A tenere banco sul mercato è sempre il paese africano – il maggior produttore al mondo di cacao con raccolti vicini a 1,3 milioni di tonnellate l'anno – dove proseguono gli scontri tra i fedeli ad Alassane Outtara, il presidente eletto riconosciuto dalla comunità internazionale, e i sostenitori di Laurent Gbagbo, il capo dello stato uscente che rifiuta l'esito delle elezioni presidenziali del novembre scorso. Il risultato è un continuo aggravarsi della situazione umanitaria, con centinaia di migliaia di sfollati e conseguente paralisi dell'economia. La situazione è così grave che persino l'Organizzazione internazionale per le migrazioni (Oim) ha annunciato di aver dovuto ritirare il personale internazionale in alcune città. Mentre la capitale Abidjan è stata attraversata da un corteo di donne che chiedono l'uscita di scena di Gbagbo.

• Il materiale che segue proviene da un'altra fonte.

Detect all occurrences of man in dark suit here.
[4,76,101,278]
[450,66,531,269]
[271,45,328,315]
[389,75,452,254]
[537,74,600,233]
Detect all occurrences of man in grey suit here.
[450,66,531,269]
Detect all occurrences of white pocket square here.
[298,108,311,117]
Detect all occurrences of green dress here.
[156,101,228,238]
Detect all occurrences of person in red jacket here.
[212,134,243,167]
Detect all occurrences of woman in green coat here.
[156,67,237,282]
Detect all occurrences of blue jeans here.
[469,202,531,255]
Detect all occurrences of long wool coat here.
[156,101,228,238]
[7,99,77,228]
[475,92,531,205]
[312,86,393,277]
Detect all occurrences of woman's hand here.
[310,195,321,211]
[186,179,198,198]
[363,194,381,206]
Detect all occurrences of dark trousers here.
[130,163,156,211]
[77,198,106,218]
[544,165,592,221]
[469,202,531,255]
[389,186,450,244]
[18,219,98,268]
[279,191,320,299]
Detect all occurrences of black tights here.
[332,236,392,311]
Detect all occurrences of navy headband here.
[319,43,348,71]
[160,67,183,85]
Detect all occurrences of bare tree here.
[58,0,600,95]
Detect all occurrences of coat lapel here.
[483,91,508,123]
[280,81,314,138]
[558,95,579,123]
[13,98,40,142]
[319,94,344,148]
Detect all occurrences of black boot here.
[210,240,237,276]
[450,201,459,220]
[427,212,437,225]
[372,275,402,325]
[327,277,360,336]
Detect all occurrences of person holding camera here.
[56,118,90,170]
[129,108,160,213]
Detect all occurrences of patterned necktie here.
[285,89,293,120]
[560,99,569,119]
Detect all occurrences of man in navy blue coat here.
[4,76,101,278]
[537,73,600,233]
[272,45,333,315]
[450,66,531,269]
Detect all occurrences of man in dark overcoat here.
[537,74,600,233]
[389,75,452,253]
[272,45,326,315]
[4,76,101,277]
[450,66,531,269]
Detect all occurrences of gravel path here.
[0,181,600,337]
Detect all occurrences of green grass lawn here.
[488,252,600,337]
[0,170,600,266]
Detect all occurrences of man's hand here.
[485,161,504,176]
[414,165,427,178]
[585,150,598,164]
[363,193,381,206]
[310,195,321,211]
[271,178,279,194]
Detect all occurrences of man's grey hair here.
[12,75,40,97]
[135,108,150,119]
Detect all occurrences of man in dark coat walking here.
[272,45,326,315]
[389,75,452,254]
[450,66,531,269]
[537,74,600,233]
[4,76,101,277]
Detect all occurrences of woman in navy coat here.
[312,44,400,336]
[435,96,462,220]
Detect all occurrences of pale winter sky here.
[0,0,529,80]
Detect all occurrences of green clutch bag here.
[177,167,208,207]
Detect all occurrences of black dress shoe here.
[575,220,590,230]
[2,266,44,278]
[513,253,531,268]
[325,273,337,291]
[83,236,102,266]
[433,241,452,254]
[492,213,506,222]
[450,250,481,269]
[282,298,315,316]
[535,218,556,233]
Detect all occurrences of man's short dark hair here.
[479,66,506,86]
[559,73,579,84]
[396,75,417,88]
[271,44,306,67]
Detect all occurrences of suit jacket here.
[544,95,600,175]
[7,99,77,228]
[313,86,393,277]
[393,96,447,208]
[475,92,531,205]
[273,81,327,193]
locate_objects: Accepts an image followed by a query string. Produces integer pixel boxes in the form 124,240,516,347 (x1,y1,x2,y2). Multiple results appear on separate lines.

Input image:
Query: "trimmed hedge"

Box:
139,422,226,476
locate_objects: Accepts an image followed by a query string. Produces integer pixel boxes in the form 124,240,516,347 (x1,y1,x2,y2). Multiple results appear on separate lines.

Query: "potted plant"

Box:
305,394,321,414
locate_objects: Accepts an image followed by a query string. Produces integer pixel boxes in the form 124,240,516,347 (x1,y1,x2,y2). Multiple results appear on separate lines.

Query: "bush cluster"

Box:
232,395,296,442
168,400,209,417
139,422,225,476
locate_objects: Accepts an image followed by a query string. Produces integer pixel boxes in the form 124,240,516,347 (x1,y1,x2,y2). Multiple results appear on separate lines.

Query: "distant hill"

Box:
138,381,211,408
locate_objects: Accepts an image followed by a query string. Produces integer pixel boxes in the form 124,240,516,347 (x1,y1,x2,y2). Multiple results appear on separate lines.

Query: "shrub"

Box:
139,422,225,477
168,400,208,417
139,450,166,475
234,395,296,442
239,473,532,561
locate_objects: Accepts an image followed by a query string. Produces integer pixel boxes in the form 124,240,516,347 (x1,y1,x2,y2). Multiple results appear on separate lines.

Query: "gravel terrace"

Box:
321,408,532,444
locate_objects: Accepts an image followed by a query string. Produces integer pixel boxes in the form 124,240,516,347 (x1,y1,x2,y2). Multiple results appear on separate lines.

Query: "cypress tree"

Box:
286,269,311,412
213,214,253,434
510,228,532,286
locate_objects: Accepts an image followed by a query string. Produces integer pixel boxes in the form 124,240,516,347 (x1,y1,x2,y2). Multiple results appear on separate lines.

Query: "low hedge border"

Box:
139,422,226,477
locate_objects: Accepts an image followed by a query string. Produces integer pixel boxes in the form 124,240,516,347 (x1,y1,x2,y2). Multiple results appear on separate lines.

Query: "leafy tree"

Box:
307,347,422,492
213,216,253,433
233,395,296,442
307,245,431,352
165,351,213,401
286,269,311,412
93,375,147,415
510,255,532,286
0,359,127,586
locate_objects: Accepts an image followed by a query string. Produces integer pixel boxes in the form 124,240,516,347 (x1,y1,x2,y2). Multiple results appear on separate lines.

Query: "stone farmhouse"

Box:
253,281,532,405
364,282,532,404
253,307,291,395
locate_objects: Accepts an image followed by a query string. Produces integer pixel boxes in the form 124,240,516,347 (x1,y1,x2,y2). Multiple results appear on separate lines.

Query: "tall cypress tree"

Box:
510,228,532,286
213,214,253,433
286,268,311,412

La battaglia si gioca chiaramente anche sul denaro e quindi sul cacao, primaria fonte di reddito del paese. L'export è praticamente fermo da mesi e i coltivatori sono in crisi. Gbagbo sta tentando in tutti i modi di assumere il controllo del settore e ieri con un annuncio alla Radiodiffusion Television Ivorienne ha dichiarato di aver centralizzato completamente gli acquisti di coloniale (al cacao deve essere aggiunto il caffè) dai produttori e le concessioni all'export. Export che tuttavia è paralizzato dalla fine di gennaio, quando Ouattara ha vietato le vendite all'estero nel tentativo di tagliare i fondi al rivale. Da ricordare che le multinazionali e i grandi trader (in particolare Barry Callebaut ieri ha sospeso l'attività all'export nel paese) hanno aderito all'appello di Ouattara – rendendo arduo per Gbagbo vendere il prodotto – e che sulla Costa d'Avorio gravano sanzioni internazionali. Ouattara ha lanciato un avvertimento ai produttori locali: «Ogni coltivatore che coopererà con Laurent Gbagbo si vedrà ritirare la licenza all'esportazione» una volta ristabilità la legalità nel paese, ossia, con l'ascesa al potere dello stesso Ouattara.
Difficile riuscire a elaborare previsioni sul futuro del settore, dei produttori ivoriani e dei prezzi internazionali. Questi ultimi potrebbero salire ancora soprattutto nel caso di una escalation degli scontri; difficile inoltre valutare l'efficacia delle ultime decisioni in Costa d'Avorio. I produttori intanto potrebbero beneficiare nel breve periodo delle scelte di Gbagbo, vendendo il loro raccolto allo stato. Raccolto che – vista l'impossibilità di essere ceduto all'estero – viene però ammassato nei magazzini e nei porti (dove le scorte sono in graduale crescita), con elevati rischi di deterioramento. Possibili nuovi sbocchi di mercato e prezzi elevati stanno inoltre spingendo altri grandi produttori ad ampliare le coltivazioni. Il Ghana, per esempio, è il numero due del settore e sta incrementando l'utilizzo di fertilizzanti e allargando le coltivazioni nel tentativo di sostenere la produzione e riconquistare una leadership perduta negli anni '70 proprio a favore della Costa d'Avorio.